• Limitation period cut from six years to one
• Reynolds-style defence of responsible journalism introduced
• Offer of amends procedure to help cut costs
Irish judges will have to advise juries in libel trials on the amounts they should consider awarding in damages by the end of next month.
The reform, expected to be signed into law by mid-July, will require a high court judge to give juries guidance.
The Supreme Court will also have the power to overturn an award and substitute its own figure.
Justice minister Dermot Ahern’s spokesman said the new defamation law would reform the way libel awards were made.
“The defamation bill resumes committee stage next Wednesday, and the minister hopes to have it enacted before the recess,” he said.
“An element of the bill allows a judge to advise a jury, or give direction in relation to the appropriate damages.”
It is expected that the bill will be signed into law by mid-July.
The announcement comes a day after PR consultant Monica Leech was awarded a record-breaking €1.87m (£1.5m) by a jury at the high court in Dublin over stories which appeared in the Evening Herald.
The reports implied that she won lucrative contracts because she was having an extramarital affair with Minister Martin Cullen – an allegation she has always denied.
It was the third record-breaking damages award to be handed down by Irish juries within three years.

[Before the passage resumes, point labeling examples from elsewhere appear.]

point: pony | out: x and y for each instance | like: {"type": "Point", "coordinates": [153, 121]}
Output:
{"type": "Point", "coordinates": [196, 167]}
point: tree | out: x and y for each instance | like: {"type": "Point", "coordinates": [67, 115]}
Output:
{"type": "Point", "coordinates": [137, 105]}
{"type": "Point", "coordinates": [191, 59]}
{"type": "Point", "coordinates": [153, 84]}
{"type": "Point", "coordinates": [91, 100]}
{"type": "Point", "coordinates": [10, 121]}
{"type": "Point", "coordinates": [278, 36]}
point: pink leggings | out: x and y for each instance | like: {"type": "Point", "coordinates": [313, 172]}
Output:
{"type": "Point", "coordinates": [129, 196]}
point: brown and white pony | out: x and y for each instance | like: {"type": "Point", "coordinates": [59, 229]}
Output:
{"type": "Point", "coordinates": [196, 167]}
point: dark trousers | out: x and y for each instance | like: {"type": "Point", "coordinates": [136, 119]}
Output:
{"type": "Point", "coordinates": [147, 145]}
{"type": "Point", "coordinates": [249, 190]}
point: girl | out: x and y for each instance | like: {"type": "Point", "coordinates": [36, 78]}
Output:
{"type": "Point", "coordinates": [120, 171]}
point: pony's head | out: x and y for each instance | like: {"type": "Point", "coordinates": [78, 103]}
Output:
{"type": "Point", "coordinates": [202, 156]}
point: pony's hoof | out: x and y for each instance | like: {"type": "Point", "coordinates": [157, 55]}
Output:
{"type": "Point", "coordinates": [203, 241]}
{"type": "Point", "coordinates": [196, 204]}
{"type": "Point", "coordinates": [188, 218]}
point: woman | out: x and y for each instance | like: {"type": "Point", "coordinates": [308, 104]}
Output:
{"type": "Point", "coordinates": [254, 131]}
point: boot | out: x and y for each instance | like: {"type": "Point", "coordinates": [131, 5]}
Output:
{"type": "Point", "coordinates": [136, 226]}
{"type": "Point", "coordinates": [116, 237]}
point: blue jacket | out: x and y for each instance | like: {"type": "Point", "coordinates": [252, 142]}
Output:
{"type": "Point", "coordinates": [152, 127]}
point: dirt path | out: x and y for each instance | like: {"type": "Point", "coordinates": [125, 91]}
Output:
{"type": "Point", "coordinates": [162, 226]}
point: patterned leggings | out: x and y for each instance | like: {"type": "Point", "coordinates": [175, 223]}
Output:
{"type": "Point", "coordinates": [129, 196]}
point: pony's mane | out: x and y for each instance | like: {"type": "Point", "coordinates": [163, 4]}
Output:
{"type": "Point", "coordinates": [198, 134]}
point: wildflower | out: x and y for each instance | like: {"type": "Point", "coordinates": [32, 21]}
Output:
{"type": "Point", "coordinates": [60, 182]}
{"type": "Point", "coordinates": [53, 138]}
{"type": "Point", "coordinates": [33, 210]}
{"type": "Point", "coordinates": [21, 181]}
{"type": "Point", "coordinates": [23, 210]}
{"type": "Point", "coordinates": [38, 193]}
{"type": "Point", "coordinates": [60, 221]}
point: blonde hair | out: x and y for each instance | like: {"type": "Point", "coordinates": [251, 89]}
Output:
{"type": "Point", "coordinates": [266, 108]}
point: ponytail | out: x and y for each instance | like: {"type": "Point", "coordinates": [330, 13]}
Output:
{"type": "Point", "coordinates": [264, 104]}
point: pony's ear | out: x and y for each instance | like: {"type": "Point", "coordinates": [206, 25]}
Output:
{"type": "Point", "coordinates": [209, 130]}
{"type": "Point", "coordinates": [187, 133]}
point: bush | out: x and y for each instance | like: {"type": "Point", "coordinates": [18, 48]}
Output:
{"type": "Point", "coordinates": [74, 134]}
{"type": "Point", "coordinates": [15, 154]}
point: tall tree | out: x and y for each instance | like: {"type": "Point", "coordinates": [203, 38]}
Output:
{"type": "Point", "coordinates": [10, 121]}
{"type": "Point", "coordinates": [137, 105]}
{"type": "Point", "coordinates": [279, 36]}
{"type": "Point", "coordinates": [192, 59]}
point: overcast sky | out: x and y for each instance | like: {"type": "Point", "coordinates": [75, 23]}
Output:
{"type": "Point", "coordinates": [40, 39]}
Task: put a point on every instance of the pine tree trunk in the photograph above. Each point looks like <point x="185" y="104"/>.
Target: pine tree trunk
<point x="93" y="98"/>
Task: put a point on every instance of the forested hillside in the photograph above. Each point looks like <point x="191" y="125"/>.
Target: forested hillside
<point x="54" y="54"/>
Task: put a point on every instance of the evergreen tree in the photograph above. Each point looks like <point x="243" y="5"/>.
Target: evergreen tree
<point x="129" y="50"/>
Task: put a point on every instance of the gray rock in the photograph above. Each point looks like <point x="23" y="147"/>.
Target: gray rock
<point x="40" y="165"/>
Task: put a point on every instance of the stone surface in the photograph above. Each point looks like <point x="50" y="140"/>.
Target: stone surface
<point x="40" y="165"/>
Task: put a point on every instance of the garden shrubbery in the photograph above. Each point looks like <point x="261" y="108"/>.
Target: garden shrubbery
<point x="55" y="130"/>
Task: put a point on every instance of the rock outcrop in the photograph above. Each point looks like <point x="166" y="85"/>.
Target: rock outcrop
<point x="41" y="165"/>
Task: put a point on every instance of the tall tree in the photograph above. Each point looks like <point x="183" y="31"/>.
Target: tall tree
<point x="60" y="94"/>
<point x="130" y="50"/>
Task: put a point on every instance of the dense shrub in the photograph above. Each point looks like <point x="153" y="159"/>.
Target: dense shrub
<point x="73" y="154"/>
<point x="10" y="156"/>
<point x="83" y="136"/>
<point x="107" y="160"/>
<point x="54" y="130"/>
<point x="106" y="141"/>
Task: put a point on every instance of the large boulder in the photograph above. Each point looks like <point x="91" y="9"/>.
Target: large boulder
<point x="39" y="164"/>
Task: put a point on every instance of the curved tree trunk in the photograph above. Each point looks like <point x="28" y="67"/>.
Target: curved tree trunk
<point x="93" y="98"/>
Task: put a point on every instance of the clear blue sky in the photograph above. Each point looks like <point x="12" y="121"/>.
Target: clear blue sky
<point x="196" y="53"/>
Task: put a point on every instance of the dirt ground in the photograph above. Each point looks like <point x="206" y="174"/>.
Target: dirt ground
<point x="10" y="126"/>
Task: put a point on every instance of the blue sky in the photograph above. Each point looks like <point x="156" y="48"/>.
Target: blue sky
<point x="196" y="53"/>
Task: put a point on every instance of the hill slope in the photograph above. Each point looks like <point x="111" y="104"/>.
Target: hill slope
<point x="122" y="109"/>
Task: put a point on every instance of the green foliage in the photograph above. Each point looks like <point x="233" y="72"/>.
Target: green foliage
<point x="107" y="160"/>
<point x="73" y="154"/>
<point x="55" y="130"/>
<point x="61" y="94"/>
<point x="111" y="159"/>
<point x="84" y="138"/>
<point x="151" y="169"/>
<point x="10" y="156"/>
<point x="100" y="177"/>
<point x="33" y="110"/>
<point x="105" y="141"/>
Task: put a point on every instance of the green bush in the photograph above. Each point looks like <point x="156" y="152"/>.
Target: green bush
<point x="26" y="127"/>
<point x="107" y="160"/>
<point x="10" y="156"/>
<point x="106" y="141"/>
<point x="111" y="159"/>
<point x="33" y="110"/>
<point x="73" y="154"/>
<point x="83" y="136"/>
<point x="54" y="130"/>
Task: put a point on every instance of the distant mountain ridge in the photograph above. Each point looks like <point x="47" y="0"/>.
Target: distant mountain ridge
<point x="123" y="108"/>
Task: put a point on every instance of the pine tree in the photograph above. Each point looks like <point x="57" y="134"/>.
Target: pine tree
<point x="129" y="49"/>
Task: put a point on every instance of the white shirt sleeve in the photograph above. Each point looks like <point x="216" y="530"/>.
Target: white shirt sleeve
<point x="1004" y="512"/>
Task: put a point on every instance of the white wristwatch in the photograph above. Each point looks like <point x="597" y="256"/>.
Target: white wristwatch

Independent Newspapers, which owns the Herald, said it would appeal against the damages.
The National Union of Journalists said the amount awarded by the jury showed a clear need for reform.
Leech’s damages almost doubled the previous record, set last year when Martin McDonagh was awarded €900,000 (£763,760) and his costs after suing the Sunday World over an article published in September 1999 which described him as a “traveller drug king.” The paper is appealing.
In November 2006, a jury awarded media mogul Denis O’Brien damages of €750,000 (£704,000) against the Mirror Group even though an earlier award of €317,343 (£298,000) by the jury at the first trial of the case was overturned on appeal by the Supreme Court as being disproportionately high.
The defamation bill also introduces a defence of fair and reasonable publication on a matter of public interest – similar to the Reynolds defence in England and Wales – and an offer of amends procedure similar to that which operates under English law, and introduces a system of payments into court.
It also cuts the limitation period for bringing an action to one year – at present the limitation period is six years – but gives a court the power to extend the limitation period for up to a maximum of two years.